And if you were a Tigers fans who happened to catch that game in September of 2015, you may have experienced another German word: schadenfreude, which is just a pretentious word used by pretentious writers trying to pretentiously avoid saying "misery loves company." After all, the citizens of Tigertown had seen this tragi-comedy plenty of times before. There was something deeply satisfying, in an unhealthy sort of way, about seeing another manager make the same mistake -- especially Yost.
Before we start slinging numbers around, though, here's a fun fact: back when the Marlins put Miguel Cabrera on the trading block, the Yankees were interested in acquiring him (hey, who wasn't?), but according to MLB Trade Rumors, were "very reluctant to trade Joba Chamberlain, Phil Hughes, or Ian Kennedy." I guess that says something about how highly Joba was valued as a prospect. Mostly it just says "LOL Yankees," though.
Joba Chamberlain was picked up in December of 2013 as a one-year "reclamation project," and for the first half of the 2014 season, he made Dave Dombrowski look like a genius. Through July 23 of that year, Chamberlain pitched better as the eighth-inning setup man than the guy he routinely gave the ball to in the ninth, closer Joe Nathan. Then he whizzed the rest of 2014 down his pant legs, and forgot to wash those pants before the 2015 season.
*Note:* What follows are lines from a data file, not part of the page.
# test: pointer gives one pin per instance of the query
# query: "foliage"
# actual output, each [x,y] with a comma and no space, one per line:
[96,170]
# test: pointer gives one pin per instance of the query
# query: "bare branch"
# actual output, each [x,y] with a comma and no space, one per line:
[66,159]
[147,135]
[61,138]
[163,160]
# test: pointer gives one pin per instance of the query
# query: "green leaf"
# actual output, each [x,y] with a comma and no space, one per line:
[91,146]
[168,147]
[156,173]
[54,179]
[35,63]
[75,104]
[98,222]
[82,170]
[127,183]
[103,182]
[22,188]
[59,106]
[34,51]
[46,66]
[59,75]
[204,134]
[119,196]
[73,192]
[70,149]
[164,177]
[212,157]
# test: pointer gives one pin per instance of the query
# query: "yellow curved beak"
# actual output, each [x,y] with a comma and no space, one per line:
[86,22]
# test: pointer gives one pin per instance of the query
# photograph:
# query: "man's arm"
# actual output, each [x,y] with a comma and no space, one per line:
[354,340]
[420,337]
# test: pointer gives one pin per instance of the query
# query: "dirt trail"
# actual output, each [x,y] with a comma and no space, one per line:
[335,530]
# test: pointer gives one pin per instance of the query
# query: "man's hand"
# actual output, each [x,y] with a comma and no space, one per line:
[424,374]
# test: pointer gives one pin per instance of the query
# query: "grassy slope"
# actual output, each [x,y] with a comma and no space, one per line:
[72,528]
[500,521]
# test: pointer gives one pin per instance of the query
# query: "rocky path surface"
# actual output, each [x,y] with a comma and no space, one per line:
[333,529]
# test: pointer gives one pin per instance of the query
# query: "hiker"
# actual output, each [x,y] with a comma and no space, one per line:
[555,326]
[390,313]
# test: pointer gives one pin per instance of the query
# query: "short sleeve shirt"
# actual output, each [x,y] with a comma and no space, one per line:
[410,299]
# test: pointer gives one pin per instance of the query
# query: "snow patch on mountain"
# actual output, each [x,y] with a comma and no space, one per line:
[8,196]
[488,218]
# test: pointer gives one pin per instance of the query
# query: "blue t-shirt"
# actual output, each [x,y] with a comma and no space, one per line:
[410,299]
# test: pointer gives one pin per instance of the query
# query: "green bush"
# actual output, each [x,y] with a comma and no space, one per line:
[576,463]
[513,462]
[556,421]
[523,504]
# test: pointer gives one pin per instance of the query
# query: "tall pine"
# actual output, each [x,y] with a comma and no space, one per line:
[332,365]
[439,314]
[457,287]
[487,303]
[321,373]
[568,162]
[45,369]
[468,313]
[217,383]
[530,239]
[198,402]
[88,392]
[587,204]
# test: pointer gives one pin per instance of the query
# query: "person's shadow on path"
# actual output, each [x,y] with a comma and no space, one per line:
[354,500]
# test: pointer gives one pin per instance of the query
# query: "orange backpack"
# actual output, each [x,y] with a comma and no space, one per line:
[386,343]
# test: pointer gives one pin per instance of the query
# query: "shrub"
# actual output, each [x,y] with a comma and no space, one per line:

You want a chart? Here's a chart:
ERA | FIP | WHIP | AVG | OBP | SLG | OPS | K/9 | |
Thru 7/23, 2014 | 2.40 | 2.63 | 1.137 | .212 | .290 | .274 | .564 | 8.9 |
Rest of 2014 | 5.82 | 4.20 | 1.708 | .299 | .370 | .414 | .784 | 7.5 |
2015 | 4.09 | 5.54 | 1.682 | .340 | .380 | .606 | .986 | 6.1 |
There are probably reasons for all of this, but frankly, do we even care? It's not like Joba is coming back to pitch for the Tigers. Of course, that's what I thought at the end of 2014 after Joba posted a 108.00 ERA in the playoffs (there are zero typos involved there) and was a major contributor to the Tigers' early postseason exit. For whatever reason, Dave Dombrowski decided to give Joba another contract in February of 2015, and the rest is history and mopey songs from the late 90s.
Ok, you want a reason, even if it's just a partial reason that probably raises even more questions? Back on May 6 when Joba blew a three-run lead against the White Sox and lost the game for the Tigers, radio color analyst Jim Price talked endlessly about Joba's propensity for throwing too many breaking balls in a row. With two men on base, facing Melky Cabrera, Joba threw two sliders in a row, one of which never came back. He tried a curveball-slider sequence to Jose Abreu that resulted in a base hit, and another curveball-slider sequence to Avisail Garcia that resulted in a go-ahead RBI.
In the June 25 game against the White Sox, with the bases loaded in the tenth inning of a tie game, Joba tried a curveball-curveball-slider-slider sequence against Carlos Sanchez that ended with a bases-clearing triple, and the Tigers lost that game as well. Maybe his slider was too easy to read, mabye it didn't break enough, and maybe Jim Price was right: he just didn't mix his pitches well enough. (The grand slam surrendered while pitching for the Royals in the game mentioned above came off a fastball-slider sequence, though, so maybe it's as simple as saying his slider stopped being a good pitch for him.)
Catherine's grade: C+
Looking back, the Tigers had worse problems than Chamberlain. But when he was on the mound he played with danger until it caught up with him. For a while his numbers stated that he was doing well, but also showed that he was getting lucky thanks to defense. At the time, Chamberlain's issues were a big problem. At the end of the year his performance would have been an improvement in the 'pen, and that speaks to just how bad the bullpen became.